2

I need to do an experiment and I am new in NLP. I have read books that explain the theoritical issues but when it comes to practical I found it hard to find a guide. so please who knows anything in NLP especially the practical issues tell me and point me to the right path because I feel I am lost (useful books, useful tools and useful websites)

what I am trying to do is to take a text and find specific words for example animals such as dogs, cats,...etc in it then I need to extract this word and 2 words on each side. For example

I was watching TV with my lovely cat last night.

the extracted text will be

(my lovely cat last night)

This will be my training example to the machine tool

Q1: there will be around 100 training examples similar to what I explained above. I used tocknizer to extracts words but how can I extract specific words(for our example all types of animals) with 2 words on each side. do I need to use tags for example or what is your idea?

Q2: If I have these training examples how can I prepare appropriate datasets that I can give it to the machine tool to train it? what should I write in this dataset to specify the animal and should I need to give other features? and how can I arrange it in a dataset .

many words from you might help me a lot please do not hesitate to tell what you know

up-up
  • 65
  • 8

2 Answers2

1

What you are attempting to do is sometimes known as "Ontology Acquisition" or "Automated Ontology", and is a pretty difficult problem. Most approaches come down to "Words that are similar will tend to be used in similar contexts." The problem with this is that while there are algorithms that successfully extract semantically meaningful relationships from data such as yours, going from "Here are a bunch of terms that statistically share a common distribution with your seed terms" to "your seed terms are animal names, here are some other animal names" is challenging. For example, training on cat,dog, snake, bird, might end up giving you results like "mammal, dachshund, creature, biped" are used in similar contexts, but depending on your requirements, may not be exactly what you need.

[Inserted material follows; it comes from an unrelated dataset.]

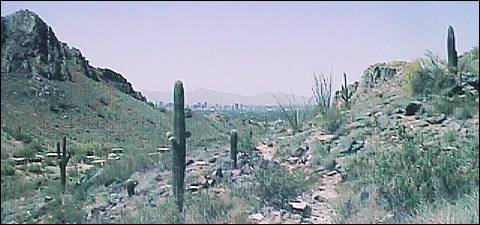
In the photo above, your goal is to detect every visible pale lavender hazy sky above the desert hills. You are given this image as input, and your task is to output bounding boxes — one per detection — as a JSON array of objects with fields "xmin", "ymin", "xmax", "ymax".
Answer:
[{"xmin": 1, "ymin": 1, "xmax": 479, "ymax": 96}]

Below is a link to a research paper that implemented exactly what you are trying to do. They describe their approach to data representation and algorithms used, and perform with at least some level of success on the animal name problem. In addition, tracking down their references may be a fruitful exercise..

http://www.cl.cam.ac.uk/~ah433/cluk.pdf

bdk
  • 4,769
  • 29
  • 33
-1

Let me begin by saying that being a self-taught engineer when I started working in NLP several years ago, I completely understand your frustration. I would suggest that you read the NLTK book which is a wonderful introduction to applied NLP. In particular, read Chapters 3-7 which deal with processing raw text data to extract information and use it for tagging. The book is available online.

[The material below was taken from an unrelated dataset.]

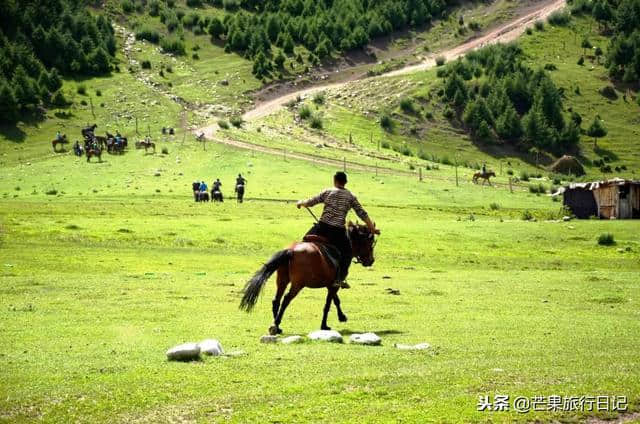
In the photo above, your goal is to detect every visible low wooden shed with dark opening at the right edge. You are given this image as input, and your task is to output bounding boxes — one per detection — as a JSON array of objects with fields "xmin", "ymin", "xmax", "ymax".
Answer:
[{"xmin": 555, "ymin": 178, "xmax": 640, "ymax": 219}]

With regards to your specific question:

I think that it might be much easier to create a small list of animals and then extract sentences from a corpus that contain these animal names. Wikipedia sentences is one obvious example. You can build your corpus using this method because you already know the names of the animals in each sentence.

// PSEUDO CODE
Dictionary animals = ["dog","dogs,"cat","cats","pig","pigs","cow","cows","lion","lions","lioness","lionesses"];
String[] sentences = getWikipediaSentences();
for(sent: sentences){
  for(token: Tokenizer.getTokens(sent)){
    if(animals.contains(token){
    addSentenceToCorpus(sent)
    } // else ignore sentence
  }
}

You can then train your algorithm on these sentences so that you can use the trained model to extract newer animal names. There are caveats with this approach since your "training data" is artificially collected but it will be a good first experience nonetheless.

hashable
  • 3,791
  • 2
  • 23
  • 22